Ke-14 ekonom itu—di antaranya Jean Pisani-Ferry yang menjadi arsitek utama platform reformasi Macron dan Clement Fuest dari Institut Riset Ekonomi di Jerman—juga menganjurkan enam reformasi ekonomi. Pertama, membatasi jumlah utang negara yang masuk dalam neraca bank dan memperkecil jumlah pemberian pinjaman yang buruk. Intinya, ketika terjadi krisis, bank bersangkutan masih bisa berfungsi. Kedua, aturan defisit UE harus direformasi menjadi lebih sederhana dan kredibel. Daripada fokus pada defisit anggaran, lebih baik negara bersangkutan patuh pada target pengeluaran. Hal ini harus diawasi oleh institusi independen.
Ketiga, ini yang paling kontroversial, yaitu mengimplementasikan mekanisme hukum untuk negara-negara tak mampu merestrukturisasi utang. Hal ini agar ”drama utang” yang terjadi pada Yunani sejak 2010 tidak terulang lagi. Tiga reformasi lainnya, yakni membentuk dana bersama untuk membantu negara-negara yang terkena krisis, perlunya membentuk ”aset yang aman”, serta menekankan pengawasan kebijakan ekonomi dan sanksi terhadap pemerintahan yang tak patuh.
Masukan dari para ahli ekonomi ini akan membantu kubu Macron dan Merkel dalam merumuskan agenda reformasi menjadi langkah-langkah spesifik yang bisa diimplementasikan oleh seluruh anggota UE. Tanpa dorongan dari duo Jerman-Perancis, kelanjutan gagasan itu seperti mandul. Macron memang penuh dengan gagasan besar, tetapi ia butuh kedisiplinan dan ketajaman analisis Merkel untuk mentransformasikannya.

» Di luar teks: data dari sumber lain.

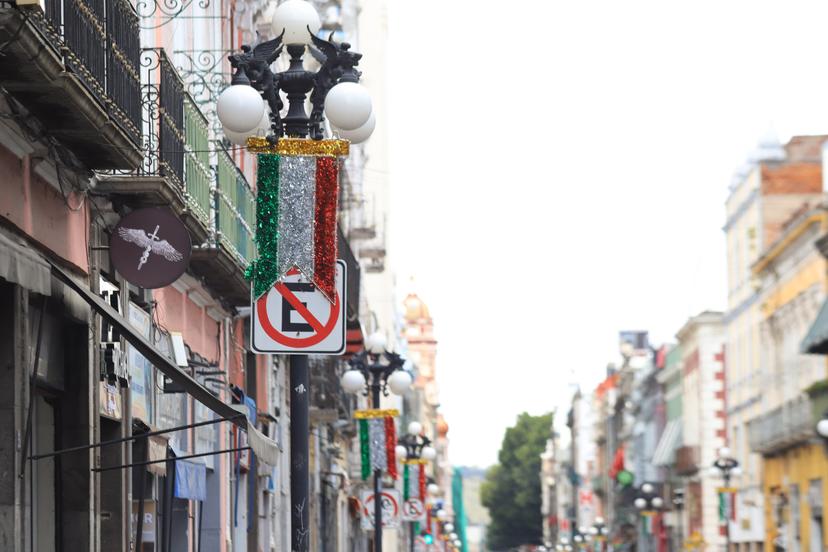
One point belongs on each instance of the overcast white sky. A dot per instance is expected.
(559, 171)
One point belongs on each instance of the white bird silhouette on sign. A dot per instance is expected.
(150, 243)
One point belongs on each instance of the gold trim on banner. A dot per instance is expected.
(373, 413)
(299, 146)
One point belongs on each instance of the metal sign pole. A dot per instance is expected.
(299, 432)
(375, 398)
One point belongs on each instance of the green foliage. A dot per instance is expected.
(817, 388)
(511, 490)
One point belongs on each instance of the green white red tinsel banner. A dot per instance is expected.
(377, 441)
(414, 479)
(296, 203)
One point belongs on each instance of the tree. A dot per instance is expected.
(512, 490)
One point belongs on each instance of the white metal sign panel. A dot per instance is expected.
(296, 318)
(390, 508)
(413, 510)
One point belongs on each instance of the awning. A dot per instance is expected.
(667, 445)
(23, 266)
(262, 446)
(816, 340)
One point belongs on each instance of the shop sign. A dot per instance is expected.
(150, 247)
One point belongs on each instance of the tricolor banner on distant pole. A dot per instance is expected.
(296, 204)
(377, 441)
(414, 479)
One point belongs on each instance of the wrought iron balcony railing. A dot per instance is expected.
(783, 427)
(75, 65)
(178, 139)
(235, 210)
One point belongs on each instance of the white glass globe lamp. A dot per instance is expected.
(240, 108)
(428, 453)
(294, 17)
(399, 382)
(348, 106)
(240, 138)
(375, 343)
(353, 381)
(361, 134)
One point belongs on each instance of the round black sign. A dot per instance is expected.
(150, 247)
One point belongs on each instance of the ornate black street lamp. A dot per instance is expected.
(383, 369)
(599, 531)
(648, 502)
(334, 88)
(727, 467)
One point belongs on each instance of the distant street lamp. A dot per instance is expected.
(678, 505)
(415, 446)
(727, 467)
(334, 89)
(599, 531)
(384, 370)
(648, 502)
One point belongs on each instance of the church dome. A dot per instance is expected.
(415, 309)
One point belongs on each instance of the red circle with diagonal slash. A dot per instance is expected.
(296, 342)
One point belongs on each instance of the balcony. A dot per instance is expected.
(176, 168)
(687, 460)
(782, 428)
(214, 201)
(74, 66)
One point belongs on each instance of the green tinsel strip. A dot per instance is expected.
(264, 271)
(365, 448)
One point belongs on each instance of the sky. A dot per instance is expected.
(559, 171)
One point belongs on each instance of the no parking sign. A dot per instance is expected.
(294, 317)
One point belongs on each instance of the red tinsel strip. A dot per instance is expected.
(390, 446)
(324, 233)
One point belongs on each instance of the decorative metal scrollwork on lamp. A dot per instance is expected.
(334, 89)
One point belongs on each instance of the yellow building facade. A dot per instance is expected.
(762, 199)
(791, 279)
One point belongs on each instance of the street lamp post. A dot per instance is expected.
(678, 505)
(648, 503)
(375, 370)
(415, 446)
(334, 89)
(728, 467)
(243, 109)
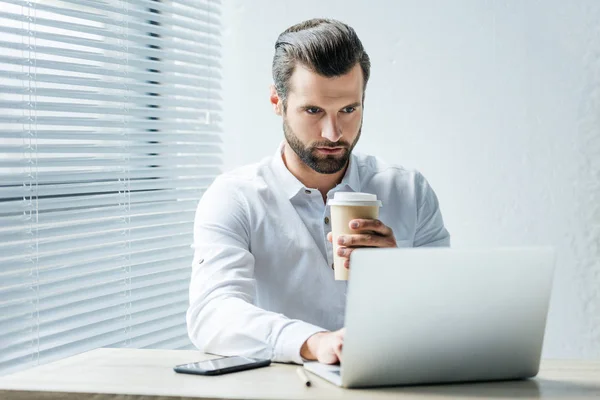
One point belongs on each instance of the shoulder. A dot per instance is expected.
(372, 169)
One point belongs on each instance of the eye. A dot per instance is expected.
(313, 110)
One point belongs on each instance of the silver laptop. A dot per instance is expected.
(440, 315)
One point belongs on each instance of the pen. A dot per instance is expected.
(303, 376)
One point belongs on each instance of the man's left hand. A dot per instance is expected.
(369, 233)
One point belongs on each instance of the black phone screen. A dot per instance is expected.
(221, 365)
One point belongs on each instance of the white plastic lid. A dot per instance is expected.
(354, 199)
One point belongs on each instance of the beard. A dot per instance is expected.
(326, 164)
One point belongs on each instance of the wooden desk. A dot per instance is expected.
(148, 374)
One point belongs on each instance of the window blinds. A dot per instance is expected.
(109, 133)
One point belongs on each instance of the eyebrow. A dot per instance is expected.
(306, 106)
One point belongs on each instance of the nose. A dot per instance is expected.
(331, 129)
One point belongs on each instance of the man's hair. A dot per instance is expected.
(325, 46)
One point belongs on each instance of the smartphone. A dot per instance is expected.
(223, 365)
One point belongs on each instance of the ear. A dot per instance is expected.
(275, 100)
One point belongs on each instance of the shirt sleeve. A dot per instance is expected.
(222, 317)
(430, 229)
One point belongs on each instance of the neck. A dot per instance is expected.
(309, 177)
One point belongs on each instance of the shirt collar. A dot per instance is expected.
(292, 186)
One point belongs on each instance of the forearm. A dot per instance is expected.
(231, 326)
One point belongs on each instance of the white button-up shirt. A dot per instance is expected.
(262, 279)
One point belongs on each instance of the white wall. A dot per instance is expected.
(496, 102)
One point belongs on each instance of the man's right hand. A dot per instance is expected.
(324, 347)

Meski demikian, ambisi kedua negara ini bisa disalahmengerti oleh negara-negara lainnya. Seperti para pendahulunya, Perancis dan Jerman—dahulu plus Inggris—menginginkan Eropa yang ”berbeda kecepatan” yang akan berpusat di zona euro. Selama puluhan tahun, negara-negara yang memiliki tingkat kemajuan tinggi di Eropa tak sabar karena selalu harus menunggu pergerakan negara-negara anggota yang ”lamban”, termasuk di sini adalah negara-negara yang berada di luar zona euro, seperti kubu Visegrad.
Namun, kebijakan ini akan membuat kelompok nonzona euro merasa diperlakukan sebagai anggota ”kelas dua”. Bukan hanya itu, fokus Macron terhadap relasi Perancis-Jerman juga akan menimbulkan rasa iri dan meminggirkan negara-negara lainnya.
Mengantisipasi kemungkinan itu, Macron mengambil langkah yang tidak dilakukan para pemimpin Perancis sebelumnya, yaitu lebih intens menggalang hubungan dengan negara-negara di luar zona euro, antara lain dengan melakukan kunjungan ke negara-negara eks Eropa Timur. Ia juga mengikutsertakan Italia dan Spanyol dalam pertemuan Jerman-Perancis di Paris.
Intinya, Perancis dan Jerman akan kembali menjadi lokomotif Eropa. ” "Eropa harus bangun dari tidur. Kita harus menetapkan cakrawala bersama-sama. Kita akan menjadi pemimpin dunia masa depan,” kata Macron.